Perlu disusun langkah-langkah terobosan untuk menguatkan proses pemulihan dan pembangunan inklusif bagi korban konflik
Peluncuran kajian Komnas Perempuan tersebut juga dihadiri perwakilan dari kementerian/lembaga yang terkait, yang memberikan tanggapan, yakni Widodo Sigit Pudjianto (Kepala Biro Hukum Kementerian Dalam Negeri), Harpan L Gaol (Direktur Pemberdayaan Komunitas Adat Terpencil Kementerian Sosial), Helmy Basalamah (Kepala Badan Penyuluhan dan Pengembangan Sumber Daya Manusia, Kementerian Lingkungan Hidup dan Kehutanan), Komisaris Jenderal (Pol) Ari Dono Sukmanto (Kepala Bareskrim Polri), dan Aresi (Kabid Pencegahan Kekerasan Dalam Rumah Tangga, Kementerian Pemberdayaan Perempuan dan Perlindungan Anak).
Prioritas nasional
Staf Ahli Menteri Perencanaan Pembangunan Nasional/Badan Perencanaan Pembangunan Nasional Diani Sadia Wati yang mewakili Menteri PPN/Bappenas mengungkapkan, penanganan konflik dan kekerasan terhadap perempuan menjadi prioritas nasional.

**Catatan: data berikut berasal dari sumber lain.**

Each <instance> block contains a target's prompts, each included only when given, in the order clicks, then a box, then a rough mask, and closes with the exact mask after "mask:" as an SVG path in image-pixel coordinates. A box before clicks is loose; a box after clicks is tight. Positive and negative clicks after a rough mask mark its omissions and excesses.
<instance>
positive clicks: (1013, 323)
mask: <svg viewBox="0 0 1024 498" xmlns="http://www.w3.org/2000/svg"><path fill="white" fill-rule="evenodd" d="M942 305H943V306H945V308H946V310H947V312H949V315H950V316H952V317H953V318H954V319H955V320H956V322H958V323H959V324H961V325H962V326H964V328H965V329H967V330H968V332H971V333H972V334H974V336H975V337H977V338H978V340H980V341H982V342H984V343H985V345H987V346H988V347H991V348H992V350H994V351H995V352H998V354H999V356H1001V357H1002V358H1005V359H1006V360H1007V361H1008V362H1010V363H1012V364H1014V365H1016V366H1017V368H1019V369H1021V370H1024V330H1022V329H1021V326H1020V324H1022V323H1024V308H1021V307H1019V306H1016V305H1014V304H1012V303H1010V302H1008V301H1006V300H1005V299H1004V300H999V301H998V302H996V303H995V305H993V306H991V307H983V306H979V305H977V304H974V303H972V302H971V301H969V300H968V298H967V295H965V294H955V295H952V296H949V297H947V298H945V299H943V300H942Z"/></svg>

“Sebab upaya pencegahan, penghentian konflik, serta pemulihan bagi perempuan korban harus dilaksanakan secara sistematis dan terencana dalam situasi dan peristiwa. Upaya tersebut perlu dilakukan baik sebelum, pada saat maupun sesudah terjadi konflik dan kekerasan,” kata Diani.

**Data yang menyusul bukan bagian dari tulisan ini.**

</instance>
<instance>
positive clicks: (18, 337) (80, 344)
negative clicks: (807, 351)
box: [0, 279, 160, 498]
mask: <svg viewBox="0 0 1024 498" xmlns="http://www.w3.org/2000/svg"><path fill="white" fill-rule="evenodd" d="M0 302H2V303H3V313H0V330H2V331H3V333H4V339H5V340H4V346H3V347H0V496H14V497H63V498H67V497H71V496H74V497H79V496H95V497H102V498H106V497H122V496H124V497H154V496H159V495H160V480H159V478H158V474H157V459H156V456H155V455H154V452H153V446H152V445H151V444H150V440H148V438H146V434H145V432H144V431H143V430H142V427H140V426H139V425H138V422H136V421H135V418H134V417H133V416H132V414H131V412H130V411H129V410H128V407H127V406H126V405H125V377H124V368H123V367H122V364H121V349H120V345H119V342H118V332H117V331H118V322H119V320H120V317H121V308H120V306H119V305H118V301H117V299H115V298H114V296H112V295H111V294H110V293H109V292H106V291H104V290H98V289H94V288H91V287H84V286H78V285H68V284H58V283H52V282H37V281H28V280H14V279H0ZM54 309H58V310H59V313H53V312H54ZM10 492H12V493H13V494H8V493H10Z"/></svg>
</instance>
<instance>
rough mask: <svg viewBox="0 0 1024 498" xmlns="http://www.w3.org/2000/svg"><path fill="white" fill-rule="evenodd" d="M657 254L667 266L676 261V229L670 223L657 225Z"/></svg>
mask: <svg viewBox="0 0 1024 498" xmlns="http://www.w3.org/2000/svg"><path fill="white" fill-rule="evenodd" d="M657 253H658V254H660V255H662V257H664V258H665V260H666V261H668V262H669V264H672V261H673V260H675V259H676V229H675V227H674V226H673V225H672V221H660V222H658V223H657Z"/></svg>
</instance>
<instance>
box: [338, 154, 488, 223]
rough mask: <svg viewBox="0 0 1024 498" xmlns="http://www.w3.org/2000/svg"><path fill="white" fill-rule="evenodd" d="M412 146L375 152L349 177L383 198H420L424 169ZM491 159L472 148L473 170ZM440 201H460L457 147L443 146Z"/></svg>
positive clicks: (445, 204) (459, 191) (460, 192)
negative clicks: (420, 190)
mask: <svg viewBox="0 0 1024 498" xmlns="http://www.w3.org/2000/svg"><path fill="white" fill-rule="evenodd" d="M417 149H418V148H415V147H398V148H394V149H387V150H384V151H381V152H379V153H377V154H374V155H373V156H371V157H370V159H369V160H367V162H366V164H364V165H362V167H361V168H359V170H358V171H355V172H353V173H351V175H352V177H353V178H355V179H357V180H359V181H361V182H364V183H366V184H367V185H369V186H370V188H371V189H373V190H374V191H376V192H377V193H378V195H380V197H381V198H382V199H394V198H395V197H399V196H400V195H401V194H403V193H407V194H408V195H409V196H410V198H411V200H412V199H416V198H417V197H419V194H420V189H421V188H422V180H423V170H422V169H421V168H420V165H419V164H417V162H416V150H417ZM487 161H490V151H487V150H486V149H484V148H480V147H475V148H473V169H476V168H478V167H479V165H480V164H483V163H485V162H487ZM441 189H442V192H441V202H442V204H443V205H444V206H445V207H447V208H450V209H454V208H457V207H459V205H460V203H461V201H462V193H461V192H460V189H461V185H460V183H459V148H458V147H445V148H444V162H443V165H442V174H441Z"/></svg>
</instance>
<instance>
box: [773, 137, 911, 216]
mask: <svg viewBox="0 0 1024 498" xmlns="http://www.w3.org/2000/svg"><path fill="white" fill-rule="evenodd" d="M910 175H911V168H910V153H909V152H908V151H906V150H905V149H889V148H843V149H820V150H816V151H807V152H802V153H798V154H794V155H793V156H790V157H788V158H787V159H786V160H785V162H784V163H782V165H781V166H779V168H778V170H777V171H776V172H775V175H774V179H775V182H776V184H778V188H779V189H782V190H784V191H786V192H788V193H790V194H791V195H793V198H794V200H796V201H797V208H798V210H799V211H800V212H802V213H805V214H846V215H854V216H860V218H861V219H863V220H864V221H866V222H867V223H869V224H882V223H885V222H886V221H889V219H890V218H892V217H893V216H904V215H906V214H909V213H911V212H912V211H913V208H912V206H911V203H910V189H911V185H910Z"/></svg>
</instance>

Sebab upaya pencegahan, penghentian konflik serta pemulihan bagi perempuan korban harus dilaksanakan secara sistematis dan terencana dalam situasi dan peristiwa
Pemerintah, telah menyusun Proyek Rencana Aksi Tim Terpadu Pelaksanaan Penanganan Konflik Sosial yang dikoordinasikan dengan Kementerian Dalam Negeri dan kementerian/lembaga yang masuk tim terpadu. Selain itu, penanganan kekerasan terhadap perempuan juga dilakukan dalam sistem peradilan terpadu-penanganan kasus kekerasan terhadap perempuan yang diuji coba di lima provinsi (Jawa Tengah, Kalimantan Tengah, Kepulauan Riau, DKI Jakarta, dan Maluku).
“Kompleksnya penanganan konflik dan kekerasan terhadap perempuan yang bersifat lintas sektor, maka penyelesaiannya perlu dilakukan melalui sistem terpadu melibatkan instansi yang berwenang,” katanya.